Un café, tenu par un nommé Dupont, à l’angle du rondpoint des Champs-Elysées et de l’avenue Montaigne, était resté ouvert toute la journée et toute la nuit de l’occupation. Les officiers, accueillis avec des saints obséquieux et des mines empressées par le patron et ses garçons, ces derniers choisis exprès parlant l’allemand, y soupèrent avec des donzelles, bravant la fessée populaire, souriantes, accourues au bruit des thalers et des marks, qui, dans la poche des vainqueurs en belle humeur, sonnaient le ralliement. Quand les Prussiens eurent évacué les Champs-Élysées, la foule se rua sur cet établissement trop hospitalier et le saccagea.
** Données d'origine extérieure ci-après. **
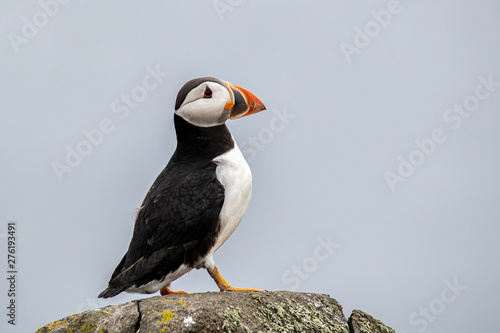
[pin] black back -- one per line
(179, 219)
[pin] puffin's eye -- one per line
(207, 93)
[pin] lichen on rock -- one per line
(229, 312)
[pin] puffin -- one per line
(199, 198)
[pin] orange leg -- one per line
(167, 291)
(222, 283)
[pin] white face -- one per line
(201, 110)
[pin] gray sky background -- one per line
(335, 126)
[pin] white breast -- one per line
(234, 174)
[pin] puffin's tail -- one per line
(110, 292)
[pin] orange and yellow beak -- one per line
(243, 102)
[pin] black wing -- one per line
(177, 223)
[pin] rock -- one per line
(281, 311)
(361, 322)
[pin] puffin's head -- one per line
(208, 101)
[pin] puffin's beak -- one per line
(243, 102)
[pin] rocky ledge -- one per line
(281, 311)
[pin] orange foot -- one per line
(167, 291)
(222, 283)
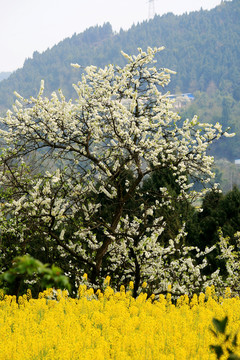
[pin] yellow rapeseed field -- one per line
(112, 325)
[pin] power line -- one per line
(151, 9)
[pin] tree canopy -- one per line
(75, 176)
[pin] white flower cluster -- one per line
(120, 124)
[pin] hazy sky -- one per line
(29, 25)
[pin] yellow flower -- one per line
(131, 285)
(84, 276)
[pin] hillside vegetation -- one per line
(201, 46)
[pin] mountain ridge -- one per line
(200, 46)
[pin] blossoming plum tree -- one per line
(101, 148)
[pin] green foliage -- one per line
(217, 106)
(201, 46)
(226, 344)
(26, 270)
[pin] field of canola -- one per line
(112, 325)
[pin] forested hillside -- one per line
(4, 75)
(200, 46)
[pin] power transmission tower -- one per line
(151, 9)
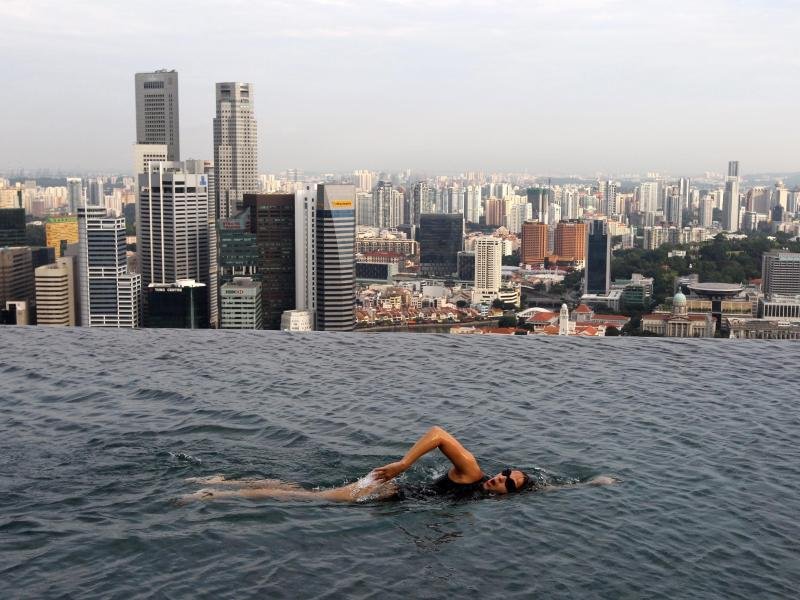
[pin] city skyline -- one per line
(453, 85)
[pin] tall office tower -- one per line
(238, 250)
(12, 227)
(673, 212)
(441, 238)
(466, 266)
(74, 194)
(206, 167)
(94, 192)
(144, 154)
(730, 206)
(473, 208)
(55, 293)
(157, 110)
(781, 196)
(517, 215)
(534, 243)
(569, 205)
(570, 241)
(488, 265)
(335, 226)
(235, 147)
(456, 195)
(182, 304)
(61, 231)
(495, 212)
(420, 201)
(683, 192)
(365, 210)
(382, 204)
(272, 221)
(172, 225)
(648, 197)
(110, 296)
(362, 180)
(305, 243)
(780, 273)
(706, 211)
(16, 276)
(597, 279)
(241, 304)
(608, 197)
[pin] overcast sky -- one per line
(548, 86)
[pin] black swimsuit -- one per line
(443, 487)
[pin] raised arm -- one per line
(465, 467)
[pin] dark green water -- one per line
(99, 429)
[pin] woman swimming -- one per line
(465, 479)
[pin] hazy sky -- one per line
(549, 86)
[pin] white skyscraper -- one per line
(110, 296)
(730, 206)
(157, 110)
(172, 225)
(74, 194)
(488, 268)
(235, 147)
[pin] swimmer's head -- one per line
(508, 481)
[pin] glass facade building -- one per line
(441, 238)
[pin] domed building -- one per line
(679, 323)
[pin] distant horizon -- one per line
(574, 86)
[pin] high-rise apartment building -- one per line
(241, 304)
(55, 293)
(335, 231)
(706, 210)
(570, 241)
(597, 278)
(181, 304)
(534, 243)
(74, 194)
(731, 206)
(272, 221)
(780, 273)
(238, 251)
(235, 147)
(172, 225)
(60, 231)
(441, 238)
(110, 296)
(157, 110)
(16, 275)
(488, 267)
(12, 227)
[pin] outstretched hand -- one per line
(390, 471)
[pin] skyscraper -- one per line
(534, 243)
(730, 206)
(488, 267)
(74, 194)
(441, 238)
(570, 241)
(235, 147)
(172, 225)
(55, 293)
(272, 221)
(597, 279)
(780, 273)
(335, 226)
(110, 296)
(157, 110)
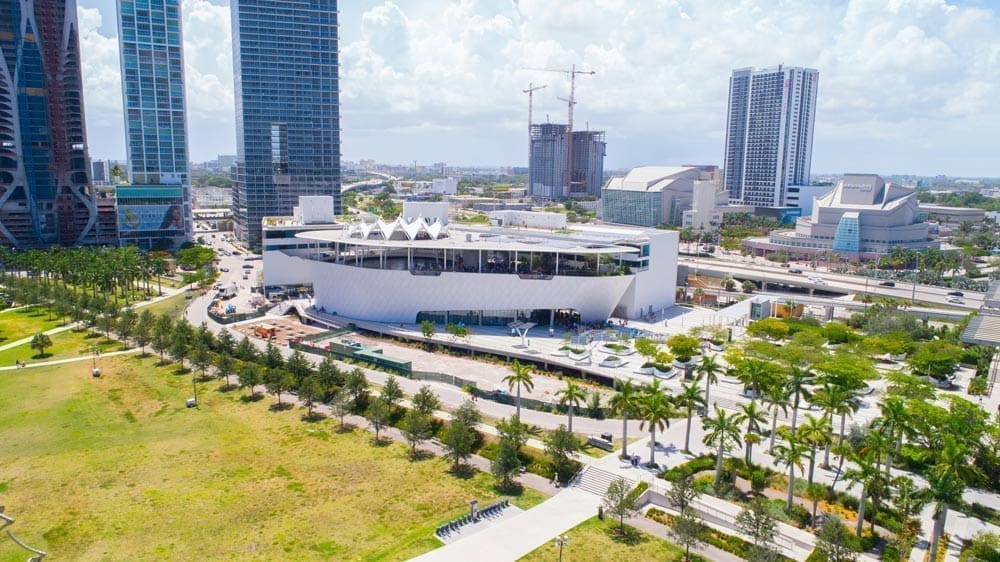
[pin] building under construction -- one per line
(549, 163)
(45, 192)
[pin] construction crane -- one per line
(530, 91)
(572, 72)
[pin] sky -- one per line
(906, 86)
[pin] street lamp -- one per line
(561, 542)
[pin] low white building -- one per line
(528, 219)
(409, 271)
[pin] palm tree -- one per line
(721, 431)
(624, 403)
(864, 473)
(798, 382)
(571, 396)
(776, 398)
(655, 412)
(894, 422)
(754, 415)
(690, 398)
(709, 369)
(520, 376)
(815, 432)
(790, 453)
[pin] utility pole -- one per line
(572, 72)
(530, 91)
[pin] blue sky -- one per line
(906, 86)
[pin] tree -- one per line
(790, 454)
(391, 391)
(126, 324)
(619, 501)
(798, 384)
(837, 543)
(520, 376)
(468, 413)
(277, 381)
(144, 330)
(723, 432)
(378, 413)
(655, 413)
(357, 384)
(459, 439)
(560, 444)
(756, 522)
(709, 369)
(425, 401)
(506, 464)
(624, 403)
(814, 433)
(250, 377)
(571, 396)
(340, 404)
(685, 529)
(815, 493)
(310, 392)
(41, 341)
(162, 335)
(201, 358)
(754, 417)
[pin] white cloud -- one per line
(905, 85)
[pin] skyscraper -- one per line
(285, 64)
(549, 166)
(45, 194)
(769, 132)
(154, 210)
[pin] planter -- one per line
(612, 361)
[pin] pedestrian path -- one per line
(519, 535)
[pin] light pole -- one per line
(561, 542)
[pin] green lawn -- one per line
(117, 468)
(71, 343)
(173, 306)
(596, 540)
(20, 323)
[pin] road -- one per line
(831, 281)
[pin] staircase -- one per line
(596, 481)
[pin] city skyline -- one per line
(906, 88)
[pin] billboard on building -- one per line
(150, 217)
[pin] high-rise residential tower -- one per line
(549, 166)
(154, 209)
(769, 132)
(285, 63)
(45, 193)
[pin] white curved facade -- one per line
(480, 275)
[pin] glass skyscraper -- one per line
(154, 210)
(45, 193)
(285, 63)
(769, 133)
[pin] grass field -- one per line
(117, 468)
(71, 343)
(172, 306)
(596, 540)
(20, 323)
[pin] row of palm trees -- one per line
(114, 272)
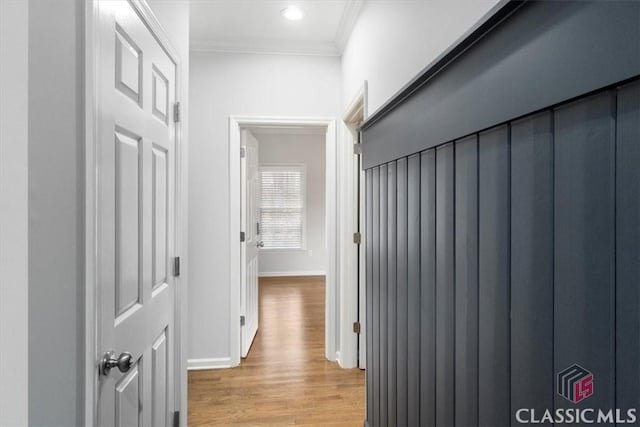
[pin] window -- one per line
(282, 208)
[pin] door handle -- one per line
(124, 362)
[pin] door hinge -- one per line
(176, 266)
(176, 112)
(357, 238)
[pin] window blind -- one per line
(282, 206)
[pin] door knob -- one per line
(124, 362)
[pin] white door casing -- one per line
(250, 218)
(136, 145)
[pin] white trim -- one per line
(92, 74)
(14, 213)
(92, 303)
(213, 363)
(349, 261)
(291, 273)
(236, 123)
(267, 47)
(347, 22)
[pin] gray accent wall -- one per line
(503, 223)
(508, 256)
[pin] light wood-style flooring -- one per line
(285, 380)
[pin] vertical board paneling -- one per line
(584, 289)
(466, 282)
(493, 278)
(499, 260)
(532, 264)
(413, 308)
(392, 286)
(402, 303)
(369, 290)
(628, 248)
(427, 288)
(374, 362)
(445, 291)
(382, 355)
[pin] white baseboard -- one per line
(215, 363)
(291, 273)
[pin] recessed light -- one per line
(292, 13)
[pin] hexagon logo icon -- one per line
(575, 383)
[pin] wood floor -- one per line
(285, 380)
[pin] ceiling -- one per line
(257, 26)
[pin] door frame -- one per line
(236, 124)
(352, 300)
(92, 294)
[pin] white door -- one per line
(250, 202)
(136, 146)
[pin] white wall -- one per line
(392, 41)
(310, 151)
(56, 213)
(14, 302)
(45, 130)
(222, 85)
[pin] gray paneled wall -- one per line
(497, 260)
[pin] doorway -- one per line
(266, 126)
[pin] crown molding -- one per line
(267, 47)
(347, 22)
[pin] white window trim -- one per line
(288, 166)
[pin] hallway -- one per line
(285, 380)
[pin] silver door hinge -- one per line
(176, 112)
(176, 266)
(357, 238)
(356, 327)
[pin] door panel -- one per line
(127, 398)
(136, 162)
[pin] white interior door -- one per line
(136, 146)
(250, 202)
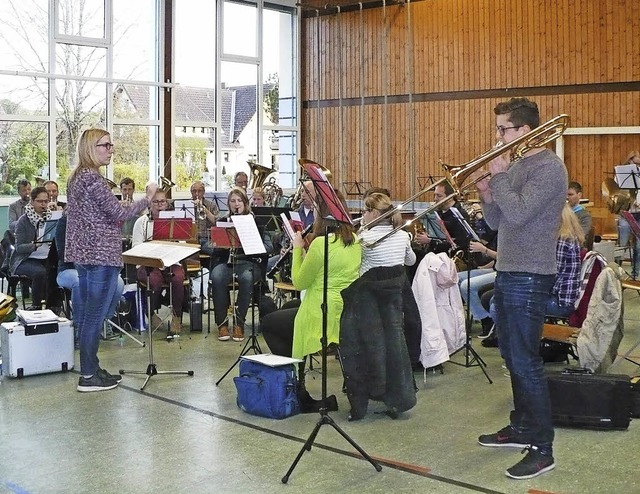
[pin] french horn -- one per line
(271, 191)
(617, 199)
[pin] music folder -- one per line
(173, 229)
(159, 254)
(245, 231)
(628, 176)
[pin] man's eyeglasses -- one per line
(502, 129)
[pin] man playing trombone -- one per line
(523, 201)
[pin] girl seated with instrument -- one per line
(248, 271)
(30, 256)
(142, 232)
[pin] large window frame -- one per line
(159, 86)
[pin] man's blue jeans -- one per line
(520, 300)
(479, 278)
(247, 273)
(97, 287)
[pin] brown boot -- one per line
(223, 333)
(238, 333)
(176, 324)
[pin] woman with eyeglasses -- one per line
(248, 270)
(143, 232)
(94, 244)
(30, 256)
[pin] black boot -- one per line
(490, 342)
(487, 328)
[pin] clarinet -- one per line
(286, 253)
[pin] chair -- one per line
(596, 336)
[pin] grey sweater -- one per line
(526, 210)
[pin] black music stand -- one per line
(235, 241)
(325, 193)
(226, 238)
(156, 254)
(627, 176)
(471, 357)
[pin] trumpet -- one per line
(165, 184)
(456, 176)
(286, 253)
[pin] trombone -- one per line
(457, 175)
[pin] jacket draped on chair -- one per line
(435, 287)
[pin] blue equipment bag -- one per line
(267, 391)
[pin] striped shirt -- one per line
(568, 263)
(392, 251)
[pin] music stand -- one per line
(156, 254)
(628, 176)
(244, 224)
(325, 192)
(471, 357)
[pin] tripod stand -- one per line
(166, 254)
(327, 194)
(471, 357)
(252, 341)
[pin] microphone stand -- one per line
(471, 357)
(326, 192)
(252, 341)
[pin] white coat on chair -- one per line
(435, 287)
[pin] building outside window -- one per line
(67, 65)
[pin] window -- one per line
(67, 65)
(89, 50)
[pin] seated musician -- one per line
(565, 290)
(52, 190)
(372, 329)
(248, 270)
(296, 332)
(142, 232)
(424, 244)
(206, 215)
(127, 189)
(30, 257)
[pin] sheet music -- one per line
(161, 254)
(178, 213)
(628, 176)
(248, 233)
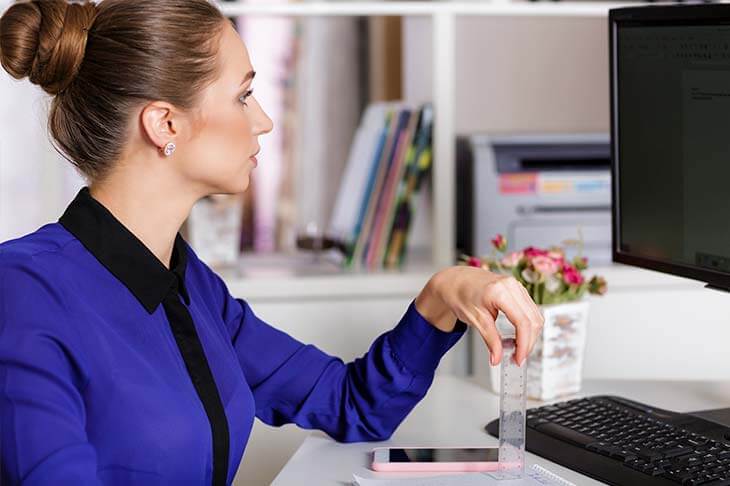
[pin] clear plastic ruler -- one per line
(513, 388)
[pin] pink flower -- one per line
(581, 263)
(571, 275)
(474, 262)
(499, 242)
(557, 256)
(531, 252)
(512, 259)
(545, 265)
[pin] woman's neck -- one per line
(151, 209)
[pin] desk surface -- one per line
(454, 413)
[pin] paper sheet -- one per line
(534, 476)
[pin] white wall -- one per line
(36, 184)
(517, 74)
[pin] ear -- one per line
(161, 123)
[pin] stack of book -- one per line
(389, 159)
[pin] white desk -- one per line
(454, 413)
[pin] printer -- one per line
(540, 190)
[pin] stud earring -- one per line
(169, 148)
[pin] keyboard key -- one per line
(566, 434)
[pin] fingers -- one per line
(484, 323)
(488, 330)
(531, 309)
(516, 306)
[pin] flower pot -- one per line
(555, 367)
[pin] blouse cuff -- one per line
(419, 345)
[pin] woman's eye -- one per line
(244, 96)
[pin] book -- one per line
(419, 164)
(385, 198)
(388, 150)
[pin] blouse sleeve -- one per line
(42, 414)
(358, 401)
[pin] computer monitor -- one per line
(670, 139)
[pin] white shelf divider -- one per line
(496, 7)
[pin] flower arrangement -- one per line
(546, 273)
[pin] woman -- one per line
(123, 358)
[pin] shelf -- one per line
(497, 8)
(269, 280)
(444, 18)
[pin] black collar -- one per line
(123, 254)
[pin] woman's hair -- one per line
(100, 62)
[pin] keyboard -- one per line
(622, 442)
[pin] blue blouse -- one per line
(116, 370)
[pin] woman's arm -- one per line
(362, 400)
(369, 397)
(42, 413)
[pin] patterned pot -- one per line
(555, 367)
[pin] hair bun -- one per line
(45, 40)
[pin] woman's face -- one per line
(218, 155)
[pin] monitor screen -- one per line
(670, 110)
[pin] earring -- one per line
(169, 148)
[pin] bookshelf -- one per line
(443, 16)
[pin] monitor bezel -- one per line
(654, 15)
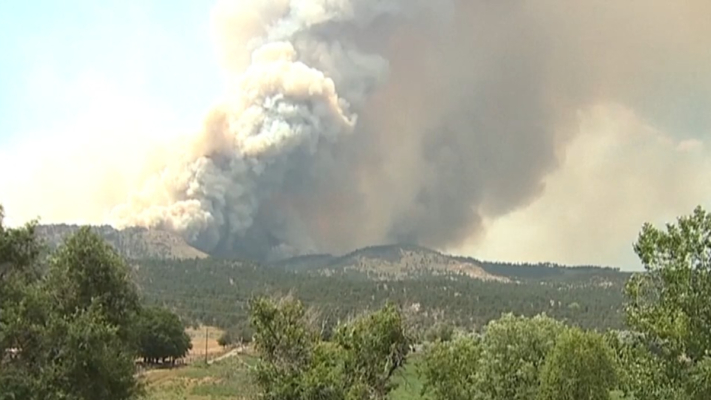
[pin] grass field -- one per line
(229, 380)
(197, 337)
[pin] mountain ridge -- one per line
(388, 261)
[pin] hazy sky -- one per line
(84, 81)
(58, 57)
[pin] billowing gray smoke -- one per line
(356, 122)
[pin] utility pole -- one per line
(206, 336)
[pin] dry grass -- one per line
(197, 337)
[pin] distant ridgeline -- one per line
(432, 286)
(131, 243)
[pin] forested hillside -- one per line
(216, 292)
(131, 243)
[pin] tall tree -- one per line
(161, 335)
(581, 366)
(87, 271)
(296, 364)
(49, 349)
(513, 351)
(669, 302)
(449, 369)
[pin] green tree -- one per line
(581, 366)
(161, 335)
(513, 352)
(668, 303)
(449, 369)
(48, 350)
(295, 363)
(87, 271)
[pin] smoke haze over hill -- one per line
(357, 122)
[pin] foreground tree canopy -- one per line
(72, 326)
(358, 363)
(68, 320)
(64, 332)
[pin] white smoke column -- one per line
(359, 122)
(284, 111)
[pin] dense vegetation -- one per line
(664, 355)
(217, 292)
(73, 323)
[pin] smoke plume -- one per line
(354, 122)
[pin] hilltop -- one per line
(391, 262)
(131, 243)
(385, 262)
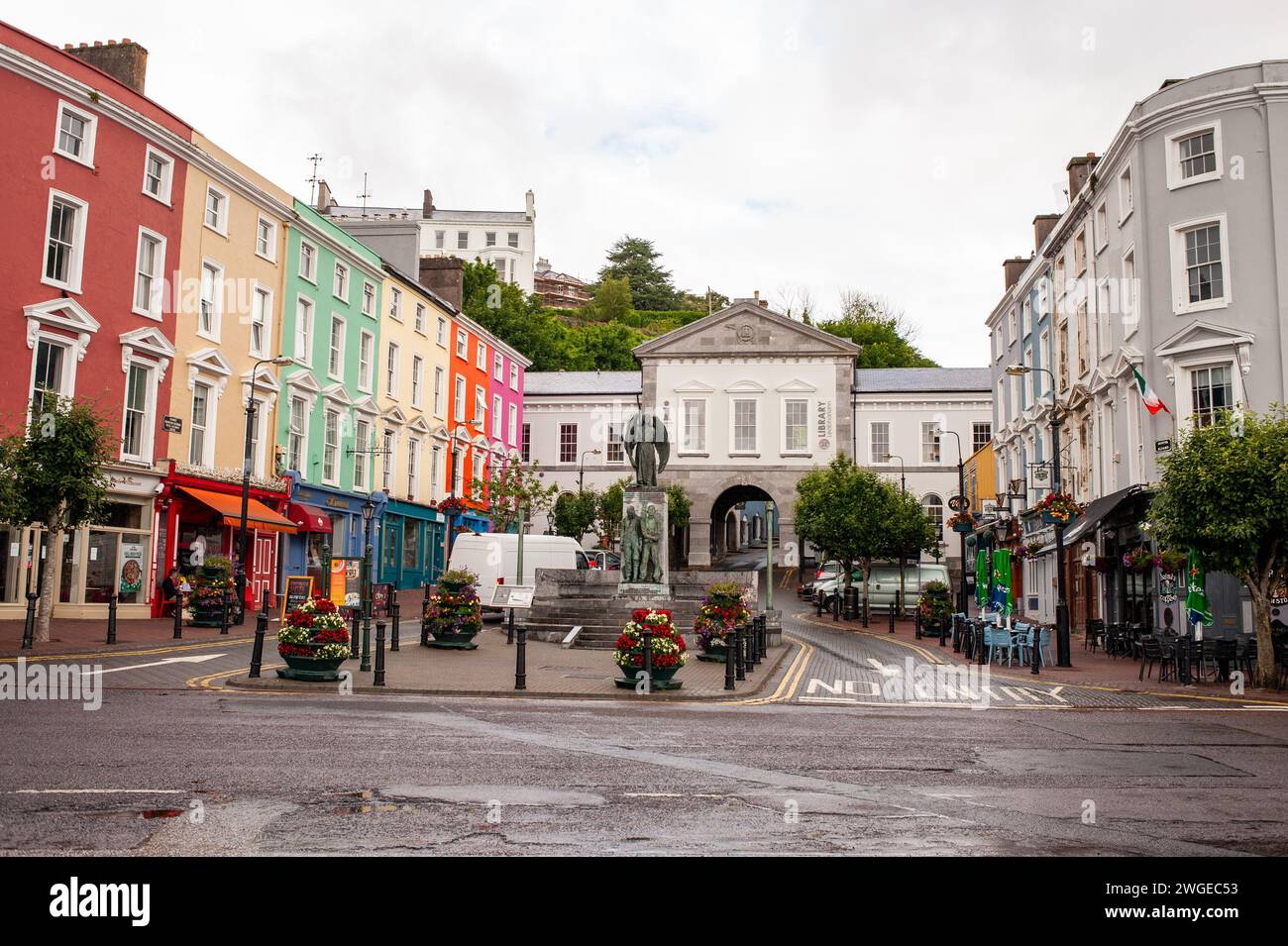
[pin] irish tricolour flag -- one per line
(1153, 403)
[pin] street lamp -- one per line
(248, 461)
(1061, 606)
(581, 467)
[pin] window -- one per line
(149, 274)
(743, 426)
(308, 263)
(330, 446)
(417, 379)
(335, 349)
(695, 437)
(158, 175)
(296, 434)
(136, 426)
(879, 442)
(797, 426)
(261, 321)
(75, 134)
(266, 239)
(930, 442)
(303, 330)
(51, 378)
(1211, 392)
(210, 308)
(366, 349)
(361, 457)
(197, 435)
(217, 210)
(64, 241)
(391, 369)
(982, 431)
(934, 507)
(567, 443)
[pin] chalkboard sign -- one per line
(299, 588)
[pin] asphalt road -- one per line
(163, 768)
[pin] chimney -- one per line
(443, 275)
(1080, 170)
(1042, 227)
(127, 60)
(1014, 267)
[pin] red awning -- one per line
(258, 515)
(308, 517)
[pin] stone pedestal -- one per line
(644, 514)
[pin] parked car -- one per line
(494, 558)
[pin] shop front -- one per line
(411, 545)
(201, 517)
(115, 555)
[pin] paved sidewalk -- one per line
(1090, 668)
(488, 671)
(76, 636)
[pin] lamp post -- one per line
(1061, 605)
(248, 461)
(581, 467)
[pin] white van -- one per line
(493, 556)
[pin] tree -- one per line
(1225, 494)
(635, 259)
(576, 512)
(53, 475)
(844, 511)
(884, 332)
(511, 489)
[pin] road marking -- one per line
(193, 659)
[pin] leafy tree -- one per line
(1225, 494)
(845, 512)
(883, 331)
(576, 512)
(635, 259)
(53, 475)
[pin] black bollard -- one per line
(520, 659)
(111, 618)
(257, 652)
(378, 680)
(29, 630)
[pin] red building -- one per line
(93, 193)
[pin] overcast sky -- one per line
(898, 149)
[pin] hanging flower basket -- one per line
(721, 611)
(669, 650)
(454, 614)
(1059, 508)
(313, 641)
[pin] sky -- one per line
(893, 149)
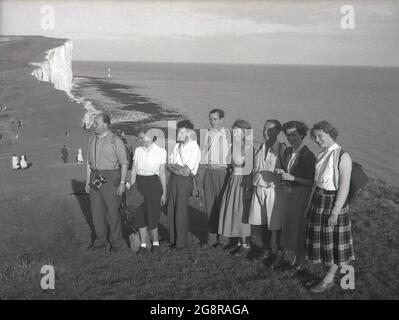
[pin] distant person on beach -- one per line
(183, 165)
(23, 162)
(149, 172)
(79, 156)
(216, 156)
(106, 161)
(236, 199)
(267, 199)
(298, 179)
(15, 162)
(328, 234)
(64, 154)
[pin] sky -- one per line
(236, 31)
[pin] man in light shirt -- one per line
(107, 159)
(216, 159)
(183, 165)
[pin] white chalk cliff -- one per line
(56, 67)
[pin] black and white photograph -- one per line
(198, 155)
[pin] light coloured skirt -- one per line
(233, 219)
(267, 207)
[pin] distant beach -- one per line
(362, 101)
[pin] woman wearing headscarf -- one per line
(328, 234)
(298, 177)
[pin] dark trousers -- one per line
(267, 238)
(151, 189)
(105, 209)
(179, 191)
(214, 184)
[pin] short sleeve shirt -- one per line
(188, 154)
(148, 161)
(217, 147)
(104, 155)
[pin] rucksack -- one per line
(358, 178)
(129, 152)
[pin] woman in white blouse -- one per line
(148, 171)
(328, 235)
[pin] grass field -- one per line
(41, 223)
(54, 230)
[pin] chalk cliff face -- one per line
(57, 67)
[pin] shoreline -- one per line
(43, 224)
(127, 108)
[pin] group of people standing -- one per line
(288, 190)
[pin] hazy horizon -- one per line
(306, 32)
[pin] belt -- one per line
(106, 170)
(212, 167)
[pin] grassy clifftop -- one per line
(43, 224)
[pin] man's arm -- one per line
(179, 170)
(88, 172)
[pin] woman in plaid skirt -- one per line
(328, 234)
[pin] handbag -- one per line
(359, 178)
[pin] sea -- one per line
(362, 102)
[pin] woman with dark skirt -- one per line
(234, 210)
(298, 180)
(149, 172)
(328, 234)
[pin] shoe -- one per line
(278, 261)
(119, 250)
(242, 251)
(255, 258)
(97, 248)
(322, 286)
(209, 245)
(155, 249)
(143, 251)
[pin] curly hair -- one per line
(220, 113)
(241, 124)
(327, 127)
(300, 127)
(185, 124)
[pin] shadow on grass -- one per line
(78, 188)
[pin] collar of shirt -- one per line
(102, 136)
(274, 147)
(297, 150)
(150, 147)
(214, 131)
(333, 147)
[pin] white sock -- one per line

Comme contraste avec ces réjouissances des triomphateurs, excusables au fond, car nous en aurions fait tout autant à Berlin, les soldats de garde[1], aux barrages des rues de Rivoli, Saint-Florentin et Royale, au quai et sur le pont, virent, au réveil, un spectacle imprévu et saisissant : les dames calmes et imposantes, un peu massives, qui, dans une position assise, représentent les grandes villes de France, — la statue de Strasbourg vers la rue de Rivoli, demeurant pavoisée, ornée de drapeaux, de couronnes, de guirlandes et de bandes de crêpes, depuis les premiers jours du siège, — apparurent portant toutes un masque noir sur leurs visages de pierre. Pendant la nuit, avec des échelles, des patriotes demeurés inconnus avaient escaladé les énor-

  1. L’auteur se trouvait ce jour-là de service avec sa compagnie, la 6e du Ier du 110e de ligne au barrage de la rue Boissy-d’Anglas, adossé au Cercle Impérial et à l’Hôtel Crillon.